Interpreting MSFragger Output

By default, MSFragger generates a pepXML file (<run name>.pepXML) for every spectral file searched. For open searches and mass offset searches, a tab-separated file (<run name>.tsv) of the search hits will also be generated by default. To generate this tsv file in other situations, select 'TSV_PEPXML' output format in FragPipe (MSFragger tab, Advanced Output Options) or set output_format = tsv_pepXML in the fragger.params file if running in the command line.

The pepXML outputs can be used for downstream processing (e.g. FDR control, protein inference) using PeptideProphet in TPP directly. For viewing of results or conversion to other peptide identification result formats for use in other pipelines or tools that do not support pepXML, we recommend first converting to the mzIdentML format using the tool idconvert as part of the ProteoWizard package.

Please note: The pepXML files produced by MSFragger may have additional attributes (e.g., uncalibrated_precursor_neutral_mass and ion_mobility) not in the original schema. According to our tests, both PeptideProphet and Philosopher can process those additional attributes.

The output fields of the TSV file (if enabled) produced by MSFragger are listed below:

scannum scan number of the MS/MS spectrum within the spectral file

precursor_neutral_mass neutral mass of the identified peptide ion as measured (in Da)
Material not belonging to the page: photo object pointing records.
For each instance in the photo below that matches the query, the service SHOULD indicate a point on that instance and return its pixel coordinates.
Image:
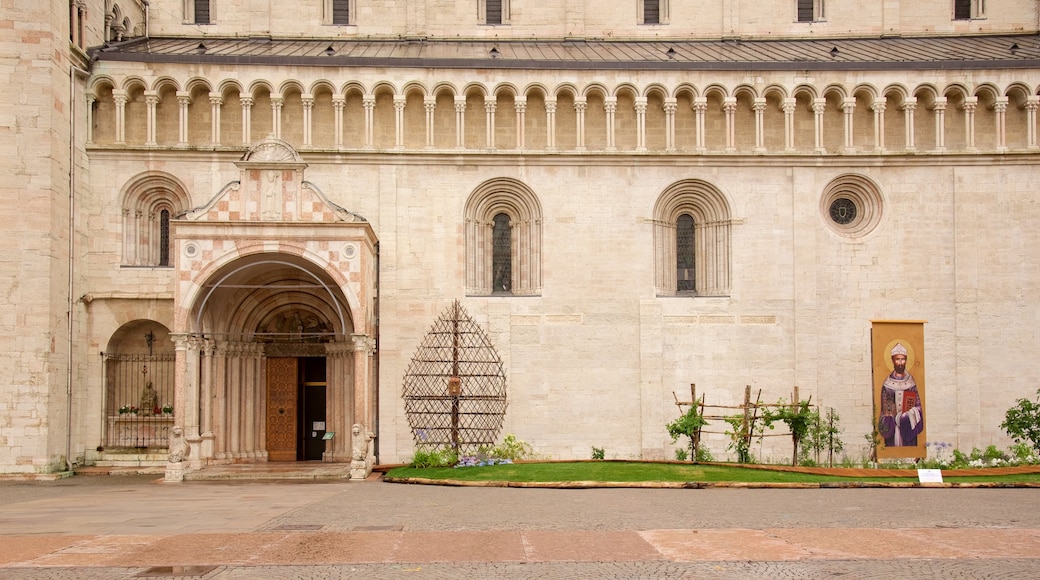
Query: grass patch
(637, 472)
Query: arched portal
(277, 368)
(275, 320)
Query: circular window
(851, 206)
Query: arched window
(503, 240)
(150, 203)
(692, 240)
(501, 258)
(685, 274)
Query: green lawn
(635, 472)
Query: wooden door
(282, 386)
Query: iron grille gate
(138, 399)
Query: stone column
(759, 107)
(611, 107)
(879, 124)
(671, 105)
(247, 102)
(187, 348)
(215, 101)
(1001, 106)
(91, 99)
(580, 105)
(151, 101)
(368, 101)
(940, 124)
(970, 104)
(909, 106)
(308, 102)
(729, 107)
(849, 108)
(338, 103)
(1032, 103)
(364, 414)
(276, 114)
(700, 108)
(460, 122)
(339, 399)
(398, 121)
(641, 124)
(550, 124)
(183, 100)
(520, 106)
(788, 107)
(490, 106)
(819, 108)
(430, 104)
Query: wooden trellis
(748, 410)
(455, 388)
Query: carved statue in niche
(149, 403)
(299, 325)
(179, 449)
(270, 185)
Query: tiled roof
(877, 53)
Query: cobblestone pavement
(136, 527)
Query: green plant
(512, 448)
(703, 455)
(689, 424)
(798, 418)
(1021, 422)
(739, 438)
(434, 458)
(825, 435)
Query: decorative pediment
(270, 188)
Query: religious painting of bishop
(899, 394)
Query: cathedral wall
(952, 248)
(444, 19)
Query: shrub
(687, 425)
(1021, 422)
(434, 457)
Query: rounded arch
(415, 86)
(290, 85)
(536, 87)
(505, 87)
(353, 86)
(778, 89)
(685, 88)
(697, 260)
(260, 85)
(260, 269)
(566, 88)
(517, 260)
(595, 88)
(165, 83)
(198, 83)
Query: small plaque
(930, 475)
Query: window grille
(139, 399)
(501, 259)
(202, 11)
(684, 253)
(651, 11)
(494, 11)
(962, 9)
(341, 11)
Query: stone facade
(391, 177)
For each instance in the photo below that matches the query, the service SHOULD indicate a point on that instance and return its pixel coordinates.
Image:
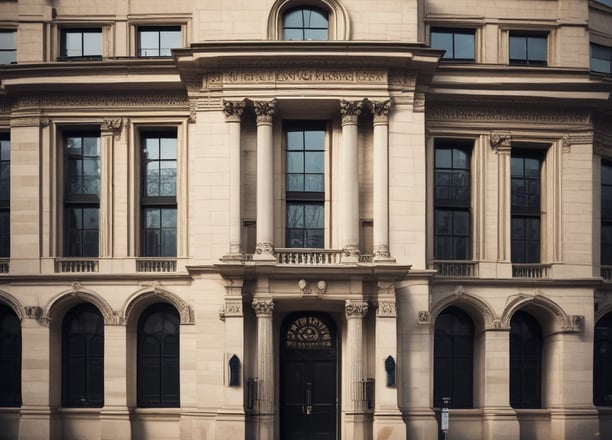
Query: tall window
(5, 195)
(453, 358)
(81, 193)
(158, 357)
(10, 358)
(458, 43)
(602, 362)
(526, 182)
(606, 213)
(83, 357)
(305, 184)
(305, 24)
(525, 361)
(452, 219)
(159, 193)
(8, 46)
(81, 42)
(528, 48)
(158, 41)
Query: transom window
(158, 41)
(458, 43)
(305, 184)
(528, 48)
(305, 24)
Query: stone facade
(386, 99)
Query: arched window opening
(83, 357)
(602, 362)
(10, 358)
(454, 358)
(305, 23)
(525, 361)
(158, 357)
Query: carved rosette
(233, 110)
(355, 309)
(263, 307)
(350, 111)
(264, 111)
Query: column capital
(350, 111)
(233, 110)
(263, 307)
(264, 111)
(355, 309)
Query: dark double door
(309, 378)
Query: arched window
(10, 357)
(305, 23)
(525, 361)
(83, 357)
(602, 362)
(454, 358)
(158, 357)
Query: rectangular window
(81, 43)
(606, 213)
(528, 48)
(452, 200)
(159, 222)
(158, 41)
(5, 193)
(458, 43)
(81, 193)
(305, 184)
(601, 59)
(525, 196)
(8, 47)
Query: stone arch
(153, 294)
(339, 22)
(479, 310)
(58, 306)
(549, 314)
(13, 303)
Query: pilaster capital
(263, 307)
(233, 110)
(264, 111)
(350, 111)
(355, 309)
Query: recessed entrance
(309, 377)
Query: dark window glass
(8, 47)
(83, 357)
(525, 195)
(81, 194)
(602, 362)
(528, 49)
(81, 42)
(158, 41)
(305, 24)
(453, 358)
(452, 200)
(158, 357)
(10, 358)
(5, 193)
(305, 184)
(606, 213)
(525, 361)
(159, 194)
(458, 43)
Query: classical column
(265, 368)
(265, 196)
(355, 406)
(381, 180)
(349, 180)
(233, 111)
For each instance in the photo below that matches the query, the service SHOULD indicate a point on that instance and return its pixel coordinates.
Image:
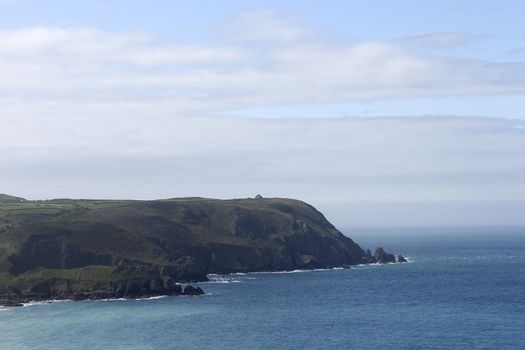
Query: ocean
(463, 289)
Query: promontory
(93, 249)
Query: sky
(379, 113)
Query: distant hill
(5, 199)
(60, 248)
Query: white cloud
(89, 113)
(443, 40)
(266, 60)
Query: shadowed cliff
(66, 247)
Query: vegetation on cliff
(110, 248)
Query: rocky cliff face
(125, 248)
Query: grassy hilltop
(72, 246)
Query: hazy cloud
(265, 60)
(445, 40)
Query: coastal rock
(191, 290)
(383, 257)
(401, 259)
(134, 249)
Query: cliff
(96, 249)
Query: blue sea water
(464, 289)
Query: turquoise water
(465, 289)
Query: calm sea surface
(465, 289)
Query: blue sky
(488, 32)
(389, 110)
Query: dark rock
(10, 303)
(401, 259)
(132, 290)
(191, 290)
(172, 287)
(383, 257)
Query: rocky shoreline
(146, 289)
(133, 290)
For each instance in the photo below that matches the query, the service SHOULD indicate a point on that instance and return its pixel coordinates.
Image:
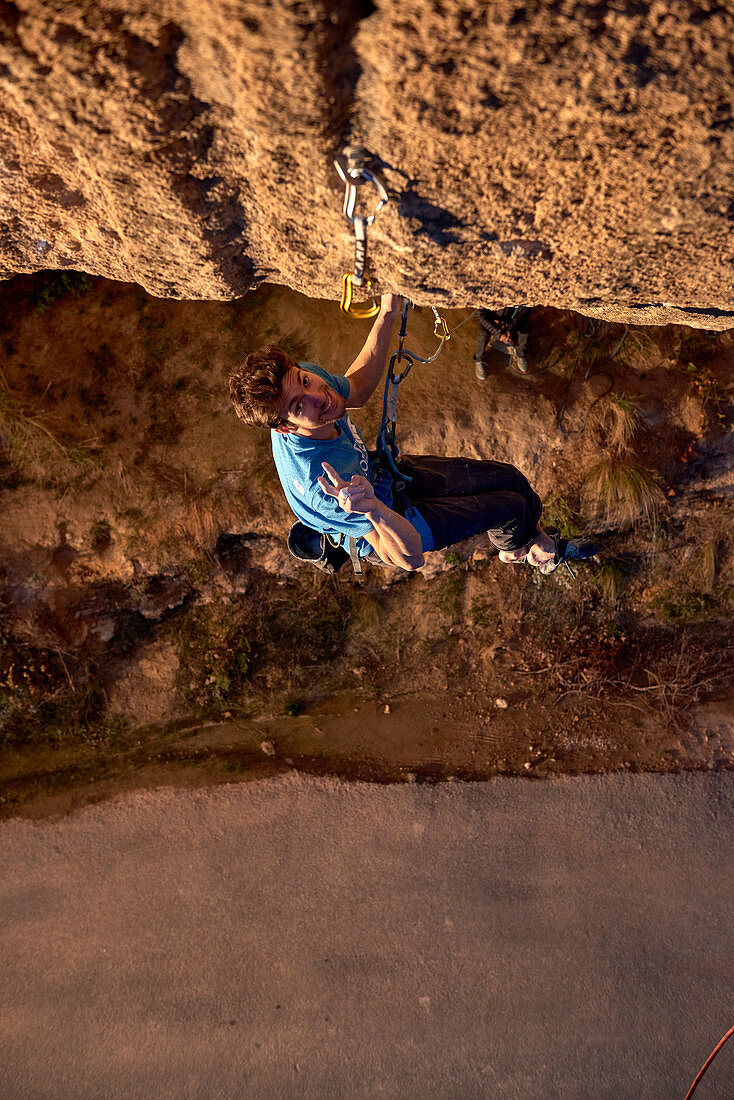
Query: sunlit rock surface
(561, 153)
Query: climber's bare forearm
(369, 366)
(394, 538)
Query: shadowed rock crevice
(547, 154)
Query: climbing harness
(352, 167)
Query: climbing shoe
(518, 352)
(568, 550)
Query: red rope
(708, 1063)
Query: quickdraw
(351, 165)
(386, 447)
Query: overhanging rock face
(558, 153)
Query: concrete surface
(313, 938)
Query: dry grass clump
(620, 494)
(32, 449)
(617, 419)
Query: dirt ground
(155, 630)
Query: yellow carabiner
(440, 328)
(346, 304)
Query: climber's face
(308, 405)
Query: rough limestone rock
(566, 153)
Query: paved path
(313, 938)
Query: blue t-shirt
(298, 461)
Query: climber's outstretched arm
(369, 366)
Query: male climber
(329, 477)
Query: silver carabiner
(352, 171)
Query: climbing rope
(708, 1063)
(352, 167)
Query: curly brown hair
(254, 386)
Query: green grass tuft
(619, 495)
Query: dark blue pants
(462, 497)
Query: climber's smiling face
(308, 405)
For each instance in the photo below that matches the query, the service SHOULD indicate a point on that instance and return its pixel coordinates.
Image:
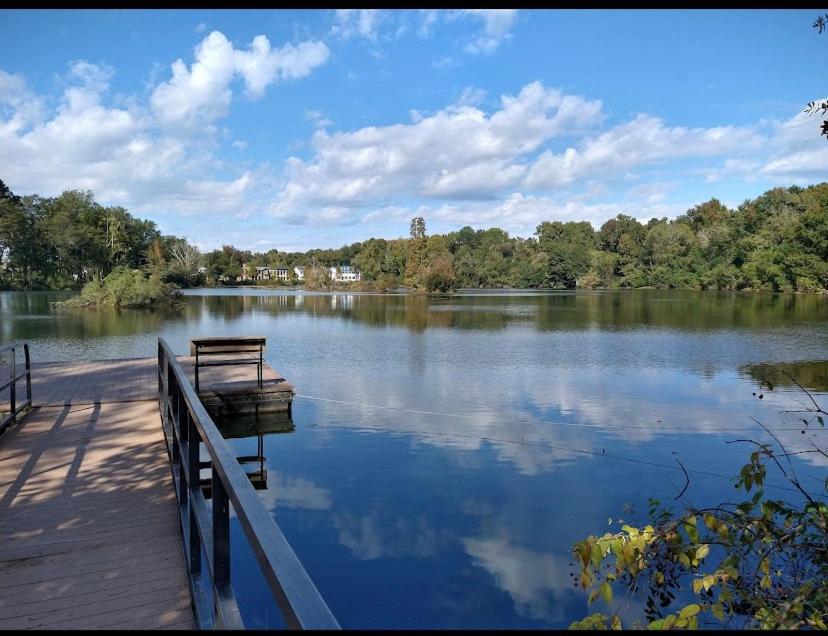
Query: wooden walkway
(89, 534)
(87, 382)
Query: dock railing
(11, 350)
(205, 529)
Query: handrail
(14, 377)
(188, 426)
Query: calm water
(448, 451)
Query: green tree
(759, 563)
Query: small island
(124, 288)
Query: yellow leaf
(606, 592)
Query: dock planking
(89, 535)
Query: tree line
(776, 242)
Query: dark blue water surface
(448, 451)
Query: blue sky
(299, 129)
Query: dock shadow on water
(244, 429)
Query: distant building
(345, 274)
(268, 273)
(263, 273)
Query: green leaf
(690, 610)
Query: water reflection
(445, 452)
(254, 426)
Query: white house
(267, 273)
(345, 274)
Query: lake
(449, 450)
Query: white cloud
(644, 140)
(199, 95)
(497, 27)
(531, 578)
(319, 120)
(137, 154)
(364, 23)
(19, 107)
(496, 24)
(458, 152)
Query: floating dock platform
(220, 370)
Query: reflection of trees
(677, 309)
(811, 375)
(30, 312)
(555, 311)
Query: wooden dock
(89, 534)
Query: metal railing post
(193, 470)
(12, 386)
(28, 373)
(221, 531)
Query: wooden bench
(228, 351)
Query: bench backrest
(223, 346)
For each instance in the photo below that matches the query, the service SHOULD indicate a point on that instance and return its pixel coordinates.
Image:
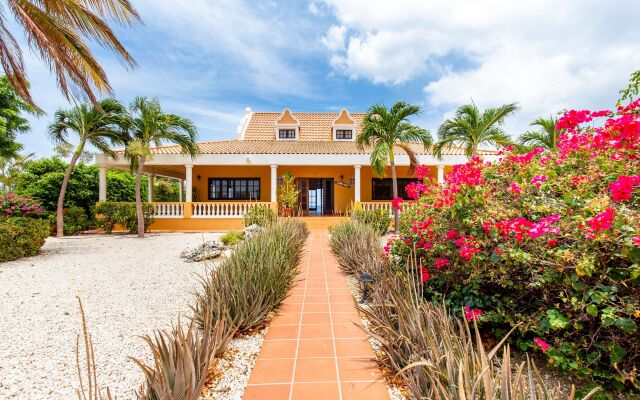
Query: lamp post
(365, 280)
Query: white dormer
(344, 127)
(287, 126)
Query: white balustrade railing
(168, 210)
(225, 210)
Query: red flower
(544, 346)
(425, 275)
(397, 203)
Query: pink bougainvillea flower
(602, 221)
(544, 346)
(515, 188)
(422, 171)
(424, 274)
(397, 203)
(472, 314)
(441, 263)
(538, 179)
(622, 188)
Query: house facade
(229, 177)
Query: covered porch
(217, 191)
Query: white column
(274, 183)
(102, 186)
(189, 188)
(150, 182)
(356, 169)
(441, 174)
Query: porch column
(150, 183)
(274, 183)
(102, 185)
(441, 174)
(356, 169)
(189, 189)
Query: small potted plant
(288, 194)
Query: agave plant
(181, 360)
(253, 282)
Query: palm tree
(546, 137)
(147, 125)
(58, 30)
(383, 131)
(98, 125)
(471, 128)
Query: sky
(208, 60)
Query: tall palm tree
(147, 125)
(99, 125)
(385, 130)
(58, 30)
(545, 137)
(471, 128)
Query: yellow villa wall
(343, 196)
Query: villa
(229, 177)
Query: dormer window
(344, 134)
(286, 133)
(287, 126)
(344, 127)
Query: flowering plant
(13, 205)
(545, 241)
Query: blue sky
(208, 60)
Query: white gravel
(128, 287)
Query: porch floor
(314, 348)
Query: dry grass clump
(255, 279)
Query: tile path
(313, 350)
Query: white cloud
(544, 54)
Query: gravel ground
(128, 287)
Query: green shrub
(21, 237)
(232, 238)
(548, 241)
(379, 220)
(357, 247)
(75, 220)
(108, 215)
(255, 279)
(261, 216)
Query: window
(344, 134)
(234, 189)
(382, 189)
(286, 133)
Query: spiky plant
(255, 279)
(181, 360)
(357, 247)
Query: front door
(316, 196)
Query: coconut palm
(545, 137)
(98, 125)
(58, 30)
(147, 125)
(471, 128)
(387, 129)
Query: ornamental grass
(253, 282)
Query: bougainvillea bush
(547, 242)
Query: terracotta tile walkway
(313, 349)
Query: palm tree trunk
(63, 190)
(139, 213)
(394, 185)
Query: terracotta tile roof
(314, 126)
(286, 147)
retention_time MS/MS spectrum retention time (in minutes)

charge charge state of the identified peptide ion

hit_rank position of the identification within all matches to the spectrum (1=highest scoring match)

peptide stripped amino acid sequence of the identified peptide

peptide_prev_aa amino acid directly preceding the identified peptide within the mapped protein sequence

peptide_next_aa amino acid directly following the identified peptide within the mapped protein sequence

protein complete FASTA header of the originating protein sequence

num_matched_ions count of fragment ions matching the identified peptide sequence (includes mass-shifted ions from localization-aware matching)

tot_num_ions total count of theoretical fragment ions from the peptide

calc_neutral_pep_mass theoretical mass of the identified peptide ion (in Da)

massdiff difference between measured and theoretical precursor neutral mass

num_tol_term number of enzymatic termini (2=fully enzymatic, 1=semi-enzymatic, 0=non-enzymatic)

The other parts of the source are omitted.